Batteries are mounted underneath the cargo compartment and, at 14.1 kilowatt-hours, are expected to deliver around 25 miles range – in the European WLTP cycle, anyway, with U.S. range likely to be as much as a third lower.
(Click Here for a sneak peek at the new Audi Q4 e-tron Concept.)
To help maximize range, the transmission motors can serve as a generator under light braking or coasting. Under more aggressive deceleration, conventional hydraulic brakes take over.
To minimize energy usage, especially in EV mode, the new Audis integrate an efficient heat pump system. Drivers have a choice of a number of different modes that can help decide whether to use some energy from the battery or hold it for later. That’s a potential advantage, with some European cities planning on banning or penalizing vehicles that aren’t operating in zero-emissions mode.
The four Audi plug-ins will come with a 7.2 kilowatt charger but motorists can also option the vehicle to be able to plug into a Level 3 quick charger for getting an 80% top-off in a matter of minutes.

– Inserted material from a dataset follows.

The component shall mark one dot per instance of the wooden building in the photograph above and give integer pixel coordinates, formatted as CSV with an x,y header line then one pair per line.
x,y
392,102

Audi is playing a bit of catch-up with its German rival Mercedes-Benz which currently has about 10 different plug-in hybrids in its line-up.
Both automakers, as well as Bavarian-based BMW, plan to have electrified options – ranging from conventional hybrids to full battery-electric vehicles – for virtually all of their model lines in the coming decade.
All three brands have been tinkering with their electrification strategies. Audi had, until now, used the “e-tron” badge for pretty much anything using some form of battery-based propulsion. Going forward, however, that nomenclature will be reserved specifically for its all-electric models.
It plans to show off yet another BEV during the Geneva Motor Show in the form of the new Q4 e-tron prototype.